Shineteck Inc. seeks a Senior Data Engineer in Mechanicsburg, PA
Shineteck Inc. seeks a Senior Data Engineer in Mechanicsburg, PA to establishes database management
systems, standards, guidelines, and quality assurance for database deliverables, such as conceptual
design, logical database, capacity planning, external data interface specification, data loading plan, data
maintenance plan and security policy. Documents and communicates database design. Evaluates and
installs database management systems. Codes complex programs and derives logical processes on
technical platforms. Builds windows, screens, and reports. Assists in the design of user interface and
business application prototypes. Participates in quality assurance and develops test application code in
client server environment. Provides expertise in devising, negotiating, and defending the tables and fields
provided in the database. Adapts business requirements, developed by modeling/development staff and
systems engineers, and develops the data, database specifications, and table and element attributes for
an application. At more experienced levels, helps to develop an understanding of client's original data and
storage mechanisms. Determines appropriateness of data for storage and optimum storage organization.
Determines how tables relate to each other and how fields interact within the tables for a relational model.
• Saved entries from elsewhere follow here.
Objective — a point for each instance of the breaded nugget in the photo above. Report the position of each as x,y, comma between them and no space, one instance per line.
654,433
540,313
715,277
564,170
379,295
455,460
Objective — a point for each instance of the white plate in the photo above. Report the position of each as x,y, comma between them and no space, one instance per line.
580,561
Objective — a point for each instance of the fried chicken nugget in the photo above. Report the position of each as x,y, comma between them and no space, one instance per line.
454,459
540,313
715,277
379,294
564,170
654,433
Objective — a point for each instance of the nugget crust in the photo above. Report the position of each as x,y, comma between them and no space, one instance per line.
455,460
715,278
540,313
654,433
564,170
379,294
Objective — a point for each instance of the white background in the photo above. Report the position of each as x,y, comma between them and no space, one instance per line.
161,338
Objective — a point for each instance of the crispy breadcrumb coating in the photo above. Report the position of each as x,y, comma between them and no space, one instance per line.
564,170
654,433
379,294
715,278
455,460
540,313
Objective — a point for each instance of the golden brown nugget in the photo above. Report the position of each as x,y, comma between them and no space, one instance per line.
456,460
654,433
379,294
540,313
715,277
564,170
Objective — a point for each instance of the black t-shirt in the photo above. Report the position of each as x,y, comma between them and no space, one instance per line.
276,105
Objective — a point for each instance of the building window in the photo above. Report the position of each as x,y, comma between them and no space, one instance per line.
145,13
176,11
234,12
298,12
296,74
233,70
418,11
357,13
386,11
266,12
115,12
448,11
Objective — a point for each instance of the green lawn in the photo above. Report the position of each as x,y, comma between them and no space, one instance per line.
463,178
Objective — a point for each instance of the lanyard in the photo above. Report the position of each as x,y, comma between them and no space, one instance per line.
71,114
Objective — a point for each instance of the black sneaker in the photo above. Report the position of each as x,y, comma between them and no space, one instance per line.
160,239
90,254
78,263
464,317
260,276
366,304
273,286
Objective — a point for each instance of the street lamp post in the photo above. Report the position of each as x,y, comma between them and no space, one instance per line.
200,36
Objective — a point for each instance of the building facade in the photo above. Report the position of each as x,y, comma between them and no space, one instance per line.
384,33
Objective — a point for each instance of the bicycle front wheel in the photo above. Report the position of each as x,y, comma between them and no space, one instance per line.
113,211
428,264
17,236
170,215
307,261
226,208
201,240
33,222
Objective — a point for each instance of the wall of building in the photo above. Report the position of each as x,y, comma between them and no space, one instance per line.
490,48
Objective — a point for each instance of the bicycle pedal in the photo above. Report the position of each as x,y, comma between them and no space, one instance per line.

Developing Spark RDD transformations, actions, and Data Frame's, case classes, Datasets for the
required input data and performed the data transformations using Spark-Core. Migrate Data pipelines
Orchestration from self-hosted Airflow environment to Kubernetes based Managed Airflow Platform. Use
various DML and DDL commands like Select, Insert, Update, Sub Queries, Inner Joins, Outer Joins,
Union, Advanced SQL etc. for the Data retrieval and manipulation. Automate nightly build to run quality
control using Python with BOTO3 library to make sure pipeline does not fail which reduces the effort by
70%. Create AWS Lambda, EC2 instances provisioning on AWS environment and implemented security
groups, administered Amazon VPC's. On demand secure EMR cluster launcher with custom spark submit
steps using S3 Event, SNS, KMS and Lambda function. Use AWS EMR to transform and move large
amounts of data into and out of other AWS data stores and databases, such as Amazon Simple Storage
Service (Amazon S3), DynamoDB and Redshift. Create monitors, alarms, notifications and logs for
Lambda functions, Glue Jobs, EC2 hosts using CloudWatch and used AWS Glue for the data
transformation, validate and data cleansing. Handle different file formats conversion like CSV, XML,
JSON and loaded them into S3 which are queried from Athena. Write Custom AWS Lambda functions to
filter raw data from Kinesis Streams and put into S3 Buckets for Spark to read. Configure step functions
to orchestrate the multiple EMR tasks for data processing. Use Amazon MSK (Managed Streaming for
Kafka) as a distributed stream processing platform throughout application to process real time data. Work
on building Tableau worksheets, Dashboards for reporting by connecting to customer specific Redshift
Data Mart.
Travel: Must be willing to travel and relocate to unanticipated client locations in the U.S.
Job Requirements: Must possess a Master’s Degree in Computer Science, Engineering, or a related
field. Must also possess experience with Hadoop, Hive, Oozie, Spark, Shell, HBase, Kakfa, Scala,
Python, Elasticsearch, Splunk and JIRA.